Page 1 of 1

Get Text From HTML

Posted: Fri Jan 24, 2020 11:22 am
by collectordave
Just playing around trying to get the text from an HTML file and came up with this:

Code: Select all

Define MyString.s,ReturnString.s
Define WordCount.i,iLoop.i
Define ignore.i
Define BodyFound.i

ReadFile(0,"My Test.html") ;Your HTML File

While Not Eof(0)
  
   ;Ignore everything Until Body
    While BodyFound = #False
         If FindString(ReadString(0),"<body>",0,#PB_String_NoCase )

        BodyFound = #True
        Break
      EndIf   
    Wend

  MyString =  ReadString(0)
  
  Ignore = #False

For iLoop = 1 To Len(MyString)
  
  If Mid(Mystring,iLoop,1) = "<"
    Ignore = #True
  EndIf

  If ignore = #False
    returnstring = returnstring + Mid(Mystring,iLoop,1)
  EndIf
  
   If Mid(Mystring,iLoop,1) = ">"
    Ignore = #False
  EndIf
  
Next

Debug ReturnString

ReturnString = ""

Wend

CloseFile(0)

End
It reads the file until <body> is found then removes anything enclosed by <> to return the text line by line.

Any improvements welcome.

CD

Re: Get Text From HTML

Posted: Fri Jan 24, 2020 4:35 pm
by Derren
You should parse tags like <p></p> and <br> (or <br/>)

This html code will look like the following quote.

Code: Select all

<p>Hello World</p><p>This is going to be a new line:<br/>And here it is</p>
Hello World

This is going to be a new line:
And here it is
While your code will return:
Hello WorldThis is going to be a new line:And here it is
One easy wayto do this is to do a multi pass and just replace any #CR$ #LF$ and #CRLF$ with "" and then replace any <br> <br/> and </p> with #CRLF$
The problem is, technically <br /> is a valid line break.
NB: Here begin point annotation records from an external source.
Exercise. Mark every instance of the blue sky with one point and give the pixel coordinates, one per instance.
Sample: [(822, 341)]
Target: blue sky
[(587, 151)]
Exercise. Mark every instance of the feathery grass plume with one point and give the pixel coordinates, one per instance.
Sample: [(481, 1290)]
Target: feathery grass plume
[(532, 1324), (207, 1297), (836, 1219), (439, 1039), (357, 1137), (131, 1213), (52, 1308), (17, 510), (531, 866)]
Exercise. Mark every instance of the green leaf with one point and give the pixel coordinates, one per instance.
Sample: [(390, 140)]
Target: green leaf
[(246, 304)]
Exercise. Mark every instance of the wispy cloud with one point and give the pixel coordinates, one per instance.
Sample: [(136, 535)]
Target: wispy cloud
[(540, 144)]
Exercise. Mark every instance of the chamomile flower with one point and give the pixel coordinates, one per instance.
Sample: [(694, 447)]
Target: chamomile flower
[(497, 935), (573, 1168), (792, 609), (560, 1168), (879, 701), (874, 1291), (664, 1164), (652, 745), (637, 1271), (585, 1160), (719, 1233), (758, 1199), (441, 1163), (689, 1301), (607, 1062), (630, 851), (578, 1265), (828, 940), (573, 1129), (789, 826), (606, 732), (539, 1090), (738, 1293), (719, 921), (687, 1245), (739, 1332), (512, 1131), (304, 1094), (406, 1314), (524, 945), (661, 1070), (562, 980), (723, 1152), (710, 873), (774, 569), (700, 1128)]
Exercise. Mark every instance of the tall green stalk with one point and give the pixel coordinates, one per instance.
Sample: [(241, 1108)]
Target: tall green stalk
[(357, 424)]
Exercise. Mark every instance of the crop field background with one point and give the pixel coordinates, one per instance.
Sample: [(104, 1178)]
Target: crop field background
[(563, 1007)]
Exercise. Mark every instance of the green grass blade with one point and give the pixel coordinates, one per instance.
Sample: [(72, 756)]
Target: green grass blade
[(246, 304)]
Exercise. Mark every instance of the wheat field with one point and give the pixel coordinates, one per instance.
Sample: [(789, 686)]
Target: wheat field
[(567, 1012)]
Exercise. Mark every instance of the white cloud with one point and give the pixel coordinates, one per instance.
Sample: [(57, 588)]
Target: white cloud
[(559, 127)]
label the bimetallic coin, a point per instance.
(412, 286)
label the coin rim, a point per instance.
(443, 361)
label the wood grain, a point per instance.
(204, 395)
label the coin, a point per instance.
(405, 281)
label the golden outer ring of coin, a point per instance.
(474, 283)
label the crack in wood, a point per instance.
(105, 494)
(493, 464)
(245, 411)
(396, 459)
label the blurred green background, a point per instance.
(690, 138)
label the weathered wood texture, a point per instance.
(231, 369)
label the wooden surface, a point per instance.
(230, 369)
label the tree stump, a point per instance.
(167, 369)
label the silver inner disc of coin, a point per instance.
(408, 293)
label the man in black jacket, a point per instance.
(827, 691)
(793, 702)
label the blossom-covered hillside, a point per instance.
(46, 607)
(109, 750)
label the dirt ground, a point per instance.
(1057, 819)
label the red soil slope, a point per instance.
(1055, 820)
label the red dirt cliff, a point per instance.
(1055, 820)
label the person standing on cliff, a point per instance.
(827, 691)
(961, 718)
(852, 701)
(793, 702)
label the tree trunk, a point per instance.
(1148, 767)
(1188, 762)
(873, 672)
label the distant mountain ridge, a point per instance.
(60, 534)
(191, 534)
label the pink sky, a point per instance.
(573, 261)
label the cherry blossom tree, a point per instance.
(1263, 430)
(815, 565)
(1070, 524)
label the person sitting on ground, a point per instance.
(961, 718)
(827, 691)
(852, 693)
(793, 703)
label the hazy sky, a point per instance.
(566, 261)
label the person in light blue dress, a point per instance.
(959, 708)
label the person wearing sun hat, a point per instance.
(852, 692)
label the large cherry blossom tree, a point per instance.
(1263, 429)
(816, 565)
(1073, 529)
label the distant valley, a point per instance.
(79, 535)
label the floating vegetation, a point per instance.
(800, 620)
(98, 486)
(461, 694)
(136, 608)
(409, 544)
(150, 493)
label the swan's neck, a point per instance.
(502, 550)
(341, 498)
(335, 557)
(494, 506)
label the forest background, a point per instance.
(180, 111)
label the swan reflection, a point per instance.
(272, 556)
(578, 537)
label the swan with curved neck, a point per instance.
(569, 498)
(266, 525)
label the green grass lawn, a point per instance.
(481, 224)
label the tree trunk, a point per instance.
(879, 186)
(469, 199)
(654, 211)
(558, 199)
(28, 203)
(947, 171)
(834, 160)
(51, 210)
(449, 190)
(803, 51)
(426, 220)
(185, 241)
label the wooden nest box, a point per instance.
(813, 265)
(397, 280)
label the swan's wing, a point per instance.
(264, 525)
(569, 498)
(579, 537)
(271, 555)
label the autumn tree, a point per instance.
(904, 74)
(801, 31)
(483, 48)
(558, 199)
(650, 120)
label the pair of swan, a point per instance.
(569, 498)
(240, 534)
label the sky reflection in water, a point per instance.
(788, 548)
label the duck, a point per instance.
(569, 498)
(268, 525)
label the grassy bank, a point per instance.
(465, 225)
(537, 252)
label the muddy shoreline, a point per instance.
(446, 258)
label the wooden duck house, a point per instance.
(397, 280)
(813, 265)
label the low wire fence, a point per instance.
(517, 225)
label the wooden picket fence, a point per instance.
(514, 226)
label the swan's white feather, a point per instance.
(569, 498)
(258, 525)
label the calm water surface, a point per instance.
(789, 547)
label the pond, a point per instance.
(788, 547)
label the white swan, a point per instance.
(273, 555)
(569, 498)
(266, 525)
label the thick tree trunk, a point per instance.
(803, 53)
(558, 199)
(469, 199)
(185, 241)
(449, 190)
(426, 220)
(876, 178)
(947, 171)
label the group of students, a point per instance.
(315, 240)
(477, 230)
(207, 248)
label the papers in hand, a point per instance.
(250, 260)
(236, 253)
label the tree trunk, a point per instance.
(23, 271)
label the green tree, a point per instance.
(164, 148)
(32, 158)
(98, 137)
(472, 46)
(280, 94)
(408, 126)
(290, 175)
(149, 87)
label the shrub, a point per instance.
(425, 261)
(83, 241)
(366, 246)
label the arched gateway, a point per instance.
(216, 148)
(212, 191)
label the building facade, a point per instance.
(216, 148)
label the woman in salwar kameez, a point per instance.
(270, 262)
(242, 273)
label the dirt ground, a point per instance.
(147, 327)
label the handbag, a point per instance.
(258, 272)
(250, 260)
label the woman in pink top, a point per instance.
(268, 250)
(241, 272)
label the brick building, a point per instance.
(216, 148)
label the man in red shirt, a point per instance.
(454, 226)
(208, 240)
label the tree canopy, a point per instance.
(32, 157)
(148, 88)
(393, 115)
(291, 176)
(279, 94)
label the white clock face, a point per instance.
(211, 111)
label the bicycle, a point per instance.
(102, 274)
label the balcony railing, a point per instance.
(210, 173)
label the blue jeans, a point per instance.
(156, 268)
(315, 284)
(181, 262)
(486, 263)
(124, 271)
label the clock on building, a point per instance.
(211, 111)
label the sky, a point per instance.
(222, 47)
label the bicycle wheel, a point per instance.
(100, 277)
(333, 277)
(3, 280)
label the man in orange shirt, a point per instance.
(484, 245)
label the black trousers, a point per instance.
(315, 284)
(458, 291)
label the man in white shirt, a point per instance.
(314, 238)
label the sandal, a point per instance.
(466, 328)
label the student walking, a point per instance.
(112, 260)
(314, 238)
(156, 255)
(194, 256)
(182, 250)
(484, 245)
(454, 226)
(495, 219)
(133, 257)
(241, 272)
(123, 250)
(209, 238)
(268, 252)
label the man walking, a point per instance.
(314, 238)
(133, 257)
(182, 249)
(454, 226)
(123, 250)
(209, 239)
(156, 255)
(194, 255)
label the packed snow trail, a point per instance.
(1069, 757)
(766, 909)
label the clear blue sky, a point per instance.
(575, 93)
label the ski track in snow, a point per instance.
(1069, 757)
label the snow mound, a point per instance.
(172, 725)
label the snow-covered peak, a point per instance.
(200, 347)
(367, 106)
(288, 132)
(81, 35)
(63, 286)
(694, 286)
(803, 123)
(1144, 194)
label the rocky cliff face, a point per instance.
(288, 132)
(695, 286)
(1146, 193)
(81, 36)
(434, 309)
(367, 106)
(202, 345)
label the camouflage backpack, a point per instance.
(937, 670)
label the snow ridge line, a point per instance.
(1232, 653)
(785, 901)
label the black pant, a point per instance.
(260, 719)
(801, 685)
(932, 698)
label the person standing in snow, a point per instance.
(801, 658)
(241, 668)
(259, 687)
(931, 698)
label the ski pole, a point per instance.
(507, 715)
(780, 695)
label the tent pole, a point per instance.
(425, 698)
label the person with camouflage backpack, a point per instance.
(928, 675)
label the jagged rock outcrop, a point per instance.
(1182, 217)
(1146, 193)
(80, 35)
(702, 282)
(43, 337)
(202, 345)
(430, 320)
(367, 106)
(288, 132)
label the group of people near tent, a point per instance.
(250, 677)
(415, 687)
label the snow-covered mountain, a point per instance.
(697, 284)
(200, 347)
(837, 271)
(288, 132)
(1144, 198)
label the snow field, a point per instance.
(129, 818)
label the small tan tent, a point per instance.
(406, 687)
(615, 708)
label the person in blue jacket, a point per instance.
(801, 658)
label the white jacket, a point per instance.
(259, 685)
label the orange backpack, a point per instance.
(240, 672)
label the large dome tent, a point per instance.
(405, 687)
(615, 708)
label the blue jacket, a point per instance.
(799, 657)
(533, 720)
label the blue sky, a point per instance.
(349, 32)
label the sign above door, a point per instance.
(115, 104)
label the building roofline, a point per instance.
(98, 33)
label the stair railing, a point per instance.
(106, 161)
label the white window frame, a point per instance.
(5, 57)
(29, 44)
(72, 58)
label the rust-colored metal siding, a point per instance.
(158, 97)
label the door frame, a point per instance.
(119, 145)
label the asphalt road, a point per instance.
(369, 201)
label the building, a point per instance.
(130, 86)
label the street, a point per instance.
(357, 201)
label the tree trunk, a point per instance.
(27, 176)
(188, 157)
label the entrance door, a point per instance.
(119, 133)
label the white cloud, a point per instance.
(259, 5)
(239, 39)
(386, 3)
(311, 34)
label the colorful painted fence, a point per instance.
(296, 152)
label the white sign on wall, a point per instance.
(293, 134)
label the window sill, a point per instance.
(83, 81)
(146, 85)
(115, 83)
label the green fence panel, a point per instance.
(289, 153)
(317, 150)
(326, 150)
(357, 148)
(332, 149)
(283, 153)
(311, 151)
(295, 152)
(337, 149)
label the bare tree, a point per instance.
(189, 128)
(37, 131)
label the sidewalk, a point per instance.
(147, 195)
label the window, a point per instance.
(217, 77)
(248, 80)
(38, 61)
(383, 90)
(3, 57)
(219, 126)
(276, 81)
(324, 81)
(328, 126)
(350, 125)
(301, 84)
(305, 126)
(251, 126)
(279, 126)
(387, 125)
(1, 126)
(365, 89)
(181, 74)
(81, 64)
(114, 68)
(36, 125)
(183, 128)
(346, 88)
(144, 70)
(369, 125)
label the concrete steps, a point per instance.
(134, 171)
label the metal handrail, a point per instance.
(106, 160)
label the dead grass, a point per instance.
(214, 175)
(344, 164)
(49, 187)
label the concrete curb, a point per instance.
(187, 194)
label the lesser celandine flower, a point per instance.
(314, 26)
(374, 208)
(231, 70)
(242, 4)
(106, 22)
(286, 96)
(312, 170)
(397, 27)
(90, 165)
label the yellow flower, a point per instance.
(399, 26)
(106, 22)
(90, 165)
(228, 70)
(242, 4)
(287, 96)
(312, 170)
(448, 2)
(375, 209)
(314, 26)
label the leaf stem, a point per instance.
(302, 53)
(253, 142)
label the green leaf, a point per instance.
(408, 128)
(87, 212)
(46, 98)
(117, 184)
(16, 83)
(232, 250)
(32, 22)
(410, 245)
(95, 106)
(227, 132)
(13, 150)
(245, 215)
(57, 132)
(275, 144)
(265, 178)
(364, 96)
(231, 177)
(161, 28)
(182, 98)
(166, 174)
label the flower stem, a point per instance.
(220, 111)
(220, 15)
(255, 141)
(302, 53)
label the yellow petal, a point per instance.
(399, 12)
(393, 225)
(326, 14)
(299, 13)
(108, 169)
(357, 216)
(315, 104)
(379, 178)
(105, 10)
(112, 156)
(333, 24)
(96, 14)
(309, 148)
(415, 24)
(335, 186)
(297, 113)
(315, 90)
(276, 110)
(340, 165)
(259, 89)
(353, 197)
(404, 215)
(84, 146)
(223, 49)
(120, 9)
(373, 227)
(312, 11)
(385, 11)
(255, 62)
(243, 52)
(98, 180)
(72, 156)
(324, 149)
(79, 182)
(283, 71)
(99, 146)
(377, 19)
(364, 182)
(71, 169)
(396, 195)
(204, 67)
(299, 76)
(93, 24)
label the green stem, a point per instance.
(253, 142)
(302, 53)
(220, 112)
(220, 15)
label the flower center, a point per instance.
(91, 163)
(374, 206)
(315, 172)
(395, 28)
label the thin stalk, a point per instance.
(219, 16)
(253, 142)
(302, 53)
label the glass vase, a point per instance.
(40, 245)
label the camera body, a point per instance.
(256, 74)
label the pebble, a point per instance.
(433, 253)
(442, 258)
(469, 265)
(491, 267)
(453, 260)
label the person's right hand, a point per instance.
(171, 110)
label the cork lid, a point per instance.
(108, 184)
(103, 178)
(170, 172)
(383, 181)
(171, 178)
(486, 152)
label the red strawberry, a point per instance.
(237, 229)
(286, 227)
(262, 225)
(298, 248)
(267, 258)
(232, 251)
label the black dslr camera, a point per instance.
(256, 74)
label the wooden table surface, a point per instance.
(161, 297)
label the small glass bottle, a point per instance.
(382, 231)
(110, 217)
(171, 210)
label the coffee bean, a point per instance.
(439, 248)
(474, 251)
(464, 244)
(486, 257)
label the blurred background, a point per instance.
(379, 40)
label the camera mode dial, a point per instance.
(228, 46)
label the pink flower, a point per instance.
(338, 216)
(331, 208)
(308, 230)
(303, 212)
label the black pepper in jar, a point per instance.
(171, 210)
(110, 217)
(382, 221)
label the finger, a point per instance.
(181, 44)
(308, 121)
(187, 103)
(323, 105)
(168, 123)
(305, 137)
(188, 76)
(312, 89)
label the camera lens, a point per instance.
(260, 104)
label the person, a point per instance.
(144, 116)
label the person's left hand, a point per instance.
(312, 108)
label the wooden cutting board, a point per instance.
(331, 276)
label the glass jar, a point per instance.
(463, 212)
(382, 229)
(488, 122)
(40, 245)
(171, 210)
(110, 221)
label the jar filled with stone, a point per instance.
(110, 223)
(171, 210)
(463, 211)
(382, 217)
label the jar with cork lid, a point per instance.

It's probably rare, but it could happen in hand-written code.

Re: Get Text From HTML

Posted: Sat Jan 25, 2020 4:15 am
by collectordave
Hi

Not intended to parse HTML just get the text in as simple a manner as possible.

I am in a few spare moments looking at writing a parser based around regular expressions. long way off.

CD

Re: Get Text From HTML

Posted: Sat Jan 25, 2020 11:31 am
by Little John
Separators such as spaces, line breaks, start and end of a paragraph are part of a text! Derren's example shows, that not taking them into account will give undesired results. A longer text extracted this way might be hard to read.

Another problem is e.g., that HTML allows attribute values to contain the '>' character. So the following is valid HTML 5 code:

Code: Select all

<!DOCTYPE html>
<html lang="en">

<head>
  <meta charset="utf-8">
  <title>Demo</title>
</head>

<body>
  <p title="3 > 2, that' true.">
    This is a paragraph.
  </p>
</body>
</html>
Reading this HTML code, your program returns
2, that' true.">
This is a paragraph.
collectordave wrote:Not intended to parse HTML just get the text in as simple a manner as possible.
For seriously extracting the text of any valid HTML code (in a way so that it's readable), some basic parsing of that HTML code is required.